Dataset representation

Most Gematria models and tools, and in particular the training and inference pipeline, consume the basic block data as .tfrecord files that contain one BasicBlockWithThroughputProto that contains the data of the basic block.

The proto has fields for two different representations of the basic block. Which representation is used for inference and the exact format of the representation is architecture-, problem- and model-dependent.

The basic blocks passed to the inference APIs as inputs may contain values in inverse_throughputs. These values are preserved unchanged by all models, and the models add their own predictions as a new value at the end of the inverse_throughputs repeated field.

The representations of instructions in the proto are

  1. MachineInstructionProto for raw instructions, and
  2. CanonicalizedInstructionProto for canonicalized (assembly-style) instructions.

NOTE: As of March 2023, all models consume only the canonicalized instruction data.

Basic block representation

Each basic block is stored in a BasicBlockWithThroughputProto. The proto has two main components:

  • basic_block contains the instructions of the basic block and other information. Most models depend only on the canonicalized_instructions field; models using a specialized embedder may use other fields.
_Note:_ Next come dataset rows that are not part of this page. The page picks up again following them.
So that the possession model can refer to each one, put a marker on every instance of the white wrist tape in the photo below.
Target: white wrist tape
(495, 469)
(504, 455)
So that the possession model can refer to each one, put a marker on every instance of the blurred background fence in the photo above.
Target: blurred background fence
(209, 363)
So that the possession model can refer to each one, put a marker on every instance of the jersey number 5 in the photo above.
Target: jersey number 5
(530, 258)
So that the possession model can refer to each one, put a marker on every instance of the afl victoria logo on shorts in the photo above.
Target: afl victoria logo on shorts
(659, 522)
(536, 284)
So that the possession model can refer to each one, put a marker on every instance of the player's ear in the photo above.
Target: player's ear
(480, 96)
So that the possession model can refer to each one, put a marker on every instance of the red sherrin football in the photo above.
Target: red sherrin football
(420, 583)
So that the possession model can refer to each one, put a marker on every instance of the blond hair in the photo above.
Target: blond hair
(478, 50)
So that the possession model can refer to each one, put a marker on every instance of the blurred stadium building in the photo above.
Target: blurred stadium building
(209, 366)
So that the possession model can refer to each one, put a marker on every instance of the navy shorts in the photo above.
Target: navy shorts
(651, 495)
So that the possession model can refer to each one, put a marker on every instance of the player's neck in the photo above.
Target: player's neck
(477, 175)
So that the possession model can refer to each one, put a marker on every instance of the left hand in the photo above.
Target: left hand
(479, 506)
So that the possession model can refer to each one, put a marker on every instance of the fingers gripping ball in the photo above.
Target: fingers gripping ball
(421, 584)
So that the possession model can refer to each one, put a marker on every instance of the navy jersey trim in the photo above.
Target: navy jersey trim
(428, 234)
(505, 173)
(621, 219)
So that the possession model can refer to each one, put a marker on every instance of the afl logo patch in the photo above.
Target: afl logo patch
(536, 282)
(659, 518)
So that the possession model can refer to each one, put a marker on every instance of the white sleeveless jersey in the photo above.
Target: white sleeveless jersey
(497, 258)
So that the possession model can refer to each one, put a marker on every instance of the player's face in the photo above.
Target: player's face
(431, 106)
  • [inverse_throughputs](symbol:inverse_throughputs$ class:exegesis.BasicBlockWIthThroughputProto) contains the inverse throughput data for the basic block. Each inverse_throughputs entry for the basic block corresponds to a measurement from a particular system, or prediction from a particular model, identified by the field source. A single entry allows providing multiple values for the throughput, e.g. in case of noisy measurements.

    The training pipeline expects the golden labels as throughputs from a given source (provided in the command-line flags); the inference pipeline adds a new entry with predictions from the model.

Canonicalized instructions

This approach is inspired by the Ithemal paper. Each instruction is represented as a sequence of tokens, based on the assembly code of the instruction.

The stream has the structure prefixes and mnemonic, <D>, input operand tokens, <D>, output operand tokens, <D>, where <D> is a special delimiter token. When an instruction has a prefix, then the prefix is a separate token. Unlike the assembly code, the canonicalized token sequence contains tokens also for the implicit input and output operands.

Assembly Canonicalized instruction
MOV EAX, EBX ["MOV", "_D_", "EAX", "_D_", "EBX", "_D_"]
ADD EAX, EBX `["ADD", "D", "EAX","EFLAGS", "D", "EBX",
: : "D"]` :
ADD EAX, DWORD PTR [RBX] `["ADD", "D", "EAX", "D", "EAX",
: : "MEMORY", "ADDRESS", "RBX", :
: : "NO_REGISTER", "D"]` :
REP MOVSB `["REP", "MOVSB", "D", "mem", "RSI", "RDI",
: : "D", "mem", "RSI", "RDI", "DF"]` :

Note that while the canonicalized instructions described in the paper are linear, in the protos, we store them in a structured format that corresponds to the syntax of the assembly language. The transformation to the linear form is only done on the fly, during the training and inference.